神経疲労
本記事では、「前頭葉機能不全 その先の戦略 Rusk通院プログラムと神経心理ピラミッド」という書籍を紹介し、神経心理ピラミッドの活用法を提案しています。現場の看護師さんたちの高次脳機能障害の理解が進み、より良いケアに繋がることを願っています。
神経心理ピラミッドの詳細は次のリンクを参照ください。
https://nurse-dialogue-room.blogspot.com/2023/03/blog-post.html
前掲の文献では、高次脳機能障害を独自の症候で定義し、その関わり方の手引きを詳細に示しています。看護師の基礎教育ではあまり聞きなれない症候ですが、高次脳機能障害対象者と適切な関係を築き、良いケアを提供するためには欠かせない知識と言えます。

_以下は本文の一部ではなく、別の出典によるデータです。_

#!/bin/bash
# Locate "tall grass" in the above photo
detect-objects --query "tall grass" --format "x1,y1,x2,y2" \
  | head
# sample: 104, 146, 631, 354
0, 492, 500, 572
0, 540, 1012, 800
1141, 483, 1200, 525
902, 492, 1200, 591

Rusk通院プログラムで使われる独自の症候を解説します。今回は「神経疲労」です。
【神経疲労】
定義:精神的・心的エネルギーがなくなりがちな傾向
- 前頭葉機能に関連した脳細胞が損傷したため、以前より少ない数の脳細胞で日常生活のすべてを行わなければならなくなります
- 神経が非常に疲れやすくなり、疲労回復にも余計に時間がかかります
- 肉体疲労と決定的に異なり、休息しても脳損傷前の状態までには回復しません
- 神経疲労は自覚がなくても起こります
- 行動や思考にとっての土台となる基礎的な脳の働きが欠損します
- 基礎的な脳の働きとは、覚醒、警戒態勢・俊敏性、心的エネルギーです
- 基礎的な脳の働きより上の階層、すべての機能に大きな影響が出ます
立神粧子 「前頭葉機能不全 その先の戦略 Rusk通院プログラムと神経心理ピラミッド」P62-63を一部改編
神経疲労に対する介入は、「神経疲労に対する認識を持つこと」と、「神経疲労を予防すること」と言われ、その練習を重ねることが望まれます。神経疲労がどうにもならない状態になる前に、自身で対処できる方法を身に着けることは不可能ではありません。その結果、より高次の認知機能を身に着ける練習に進むことが出来ます。
高次脳機能障害・認知機能低下対象者の対応がうまくいっていないときには、いきなり上部分をするよう強要している可能性があります。問題行動を助長しているのは、私たち看護師かもしれないと考えてみてください。
高次脳機能障害対象者を適切に理解するためには、一つ一つの症候を知り、神経心理ピラミッドでどの階層に位置しているのかを見極めることが必要です。そして私たちが出来ることは、神経心理ピラミッドが底辺から徐々に満たされていくよう対象者にかかわることです。